Index structures are already models, because they "predict'' the location of a value given a key.
To see this, consider a B-Tree index in an in-memory database over the sorted primary key column (as shown at left). In this case, the B-Tree provides a mapping from a lookup key into a position inside the sorted array of records, with the guarantee that the key of the record at the position is equal or higher than the lookup key. For efficiency reasons, it is common not to index every single key, rather only the key of every nth record, i.e., the first key of a page. This helps to significantly reduce the number of keys the index has to store, without any significant performance penalty. Thus, the B-Tree is a model, in ML terminology a regression tree: it maps a key to a position with a min- and max-error (a min-error of 0 and a max-error of the page-size) and the guarantee that the key can be found in that region if it exists. Consequently, we can replace the index with any other type of model, including deep learning models, as long as they are also able to provide similar strong guarantees about the min- and max-error.

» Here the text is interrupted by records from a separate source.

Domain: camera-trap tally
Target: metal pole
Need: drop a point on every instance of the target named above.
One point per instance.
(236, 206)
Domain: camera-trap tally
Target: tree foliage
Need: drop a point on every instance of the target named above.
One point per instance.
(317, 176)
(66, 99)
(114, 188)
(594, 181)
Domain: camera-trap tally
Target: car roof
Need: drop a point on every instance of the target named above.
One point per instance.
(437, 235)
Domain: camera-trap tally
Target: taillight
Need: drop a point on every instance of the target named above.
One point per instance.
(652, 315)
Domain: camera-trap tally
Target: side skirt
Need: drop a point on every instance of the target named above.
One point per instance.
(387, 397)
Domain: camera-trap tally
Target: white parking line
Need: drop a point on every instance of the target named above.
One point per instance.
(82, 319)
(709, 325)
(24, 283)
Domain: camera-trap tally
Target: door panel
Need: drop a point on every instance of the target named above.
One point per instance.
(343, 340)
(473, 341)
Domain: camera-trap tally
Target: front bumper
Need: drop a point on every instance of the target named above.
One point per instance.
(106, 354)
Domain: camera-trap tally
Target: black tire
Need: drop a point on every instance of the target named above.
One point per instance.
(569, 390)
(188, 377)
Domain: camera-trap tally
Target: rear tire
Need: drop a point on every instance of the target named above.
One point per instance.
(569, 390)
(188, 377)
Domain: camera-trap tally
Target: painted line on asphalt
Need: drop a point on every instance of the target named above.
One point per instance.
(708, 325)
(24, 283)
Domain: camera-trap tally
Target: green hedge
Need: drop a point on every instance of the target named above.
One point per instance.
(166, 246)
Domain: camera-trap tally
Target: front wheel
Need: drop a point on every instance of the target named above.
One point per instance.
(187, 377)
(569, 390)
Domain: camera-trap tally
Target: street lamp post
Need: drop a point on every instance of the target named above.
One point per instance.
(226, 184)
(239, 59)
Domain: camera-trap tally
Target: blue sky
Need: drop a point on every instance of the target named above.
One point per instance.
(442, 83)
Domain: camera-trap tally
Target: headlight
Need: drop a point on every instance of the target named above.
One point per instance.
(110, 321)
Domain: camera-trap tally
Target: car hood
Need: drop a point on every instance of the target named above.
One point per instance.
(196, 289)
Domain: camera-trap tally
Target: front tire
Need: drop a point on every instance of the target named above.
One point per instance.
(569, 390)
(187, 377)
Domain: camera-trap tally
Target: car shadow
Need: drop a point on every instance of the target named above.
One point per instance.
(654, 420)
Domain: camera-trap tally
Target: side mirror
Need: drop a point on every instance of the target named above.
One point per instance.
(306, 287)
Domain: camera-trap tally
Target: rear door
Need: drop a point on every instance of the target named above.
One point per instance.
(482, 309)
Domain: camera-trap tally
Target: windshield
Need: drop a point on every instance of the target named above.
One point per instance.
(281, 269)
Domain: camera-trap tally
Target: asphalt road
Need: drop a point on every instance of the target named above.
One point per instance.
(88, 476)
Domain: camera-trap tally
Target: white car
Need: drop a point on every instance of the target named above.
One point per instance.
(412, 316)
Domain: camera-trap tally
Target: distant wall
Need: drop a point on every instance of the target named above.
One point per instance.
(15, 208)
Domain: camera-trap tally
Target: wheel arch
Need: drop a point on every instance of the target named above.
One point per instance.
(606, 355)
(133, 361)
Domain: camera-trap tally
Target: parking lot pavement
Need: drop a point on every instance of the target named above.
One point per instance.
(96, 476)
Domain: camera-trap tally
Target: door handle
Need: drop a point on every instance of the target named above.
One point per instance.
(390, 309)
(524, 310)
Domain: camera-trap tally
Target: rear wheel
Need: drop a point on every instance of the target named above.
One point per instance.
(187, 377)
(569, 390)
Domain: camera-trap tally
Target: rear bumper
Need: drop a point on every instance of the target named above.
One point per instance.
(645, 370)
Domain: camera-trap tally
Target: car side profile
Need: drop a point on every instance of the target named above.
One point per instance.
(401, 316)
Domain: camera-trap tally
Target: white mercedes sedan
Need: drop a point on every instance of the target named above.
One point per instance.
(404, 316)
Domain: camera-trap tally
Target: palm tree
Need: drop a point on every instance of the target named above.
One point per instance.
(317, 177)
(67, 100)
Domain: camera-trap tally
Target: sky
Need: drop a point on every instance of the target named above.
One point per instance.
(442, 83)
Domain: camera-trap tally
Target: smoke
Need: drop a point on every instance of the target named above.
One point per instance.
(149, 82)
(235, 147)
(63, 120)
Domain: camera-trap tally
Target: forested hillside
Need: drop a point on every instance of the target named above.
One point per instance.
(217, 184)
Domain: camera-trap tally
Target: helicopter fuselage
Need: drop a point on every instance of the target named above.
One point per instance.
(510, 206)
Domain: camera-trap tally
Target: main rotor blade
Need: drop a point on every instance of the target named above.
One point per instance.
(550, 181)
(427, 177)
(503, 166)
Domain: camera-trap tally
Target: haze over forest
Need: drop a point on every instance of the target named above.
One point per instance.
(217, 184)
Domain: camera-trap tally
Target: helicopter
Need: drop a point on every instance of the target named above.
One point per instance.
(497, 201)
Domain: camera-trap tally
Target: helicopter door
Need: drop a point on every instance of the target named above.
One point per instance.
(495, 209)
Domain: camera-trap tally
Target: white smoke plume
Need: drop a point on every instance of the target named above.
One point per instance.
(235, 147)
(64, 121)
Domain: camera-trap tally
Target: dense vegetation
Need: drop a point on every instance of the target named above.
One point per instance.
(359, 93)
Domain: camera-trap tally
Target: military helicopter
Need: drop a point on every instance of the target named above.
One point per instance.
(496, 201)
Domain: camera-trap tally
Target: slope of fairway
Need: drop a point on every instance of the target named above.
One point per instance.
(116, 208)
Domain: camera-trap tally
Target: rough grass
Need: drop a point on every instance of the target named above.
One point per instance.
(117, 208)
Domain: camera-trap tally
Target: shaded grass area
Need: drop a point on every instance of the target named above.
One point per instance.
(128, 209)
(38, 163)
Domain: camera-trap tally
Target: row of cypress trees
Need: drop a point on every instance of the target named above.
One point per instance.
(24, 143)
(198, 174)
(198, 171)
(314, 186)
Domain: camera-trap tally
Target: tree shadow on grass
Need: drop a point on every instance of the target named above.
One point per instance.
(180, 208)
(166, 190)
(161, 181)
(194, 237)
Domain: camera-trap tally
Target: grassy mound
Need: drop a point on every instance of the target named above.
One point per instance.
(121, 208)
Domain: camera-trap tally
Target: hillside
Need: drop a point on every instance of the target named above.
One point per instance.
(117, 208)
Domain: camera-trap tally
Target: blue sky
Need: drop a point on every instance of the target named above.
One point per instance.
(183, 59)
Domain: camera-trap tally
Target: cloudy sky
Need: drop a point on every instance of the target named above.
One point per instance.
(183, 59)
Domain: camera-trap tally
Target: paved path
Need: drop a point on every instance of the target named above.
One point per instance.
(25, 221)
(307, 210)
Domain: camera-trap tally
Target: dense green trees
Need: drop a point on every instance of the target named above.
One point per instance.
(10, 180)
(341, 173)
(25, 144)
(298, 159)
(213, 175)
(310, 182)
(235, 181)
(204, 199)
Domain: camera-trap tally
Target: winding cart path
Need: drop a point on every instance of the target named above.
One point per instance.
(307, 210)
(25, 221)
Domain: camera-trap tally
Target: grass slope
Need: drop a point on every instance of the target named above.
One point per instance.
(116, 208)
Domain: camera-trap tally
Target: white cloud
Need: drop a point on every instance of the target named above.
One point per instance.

In a recent paper, ``"The Case for Learned Index Structures,'' we took a first step in exploring this idea for various index structures ranging from B-Trees to Bloom filters, with very promising results. For example, our learned B-Trees achieved faster look-up times than highly read-optimized B-Trees, such as FAST, while being significantly smaller in size. Similarly, our learned Bloom filters were 30% smaller on real-world data sets than traditional Bloom filters with the same false-positive rate.
In the future, we plan to significantly expand this idea. We will (1) explore other types of index structures (e.g., range filters, tries), (2) expand the work to multi-dimensional indexing structures, and (3) explore how index/storage co-optimization can help overall read and update performance.
Tim Kraska, Alex Beutel, Ed H. Chi, Jeffrey Dean and Neoklis Polyzotis. 2018. The Case for Learned Index Structures. In Proceedings of the 2018 International Conference on Management of Data (SIGMOD '18).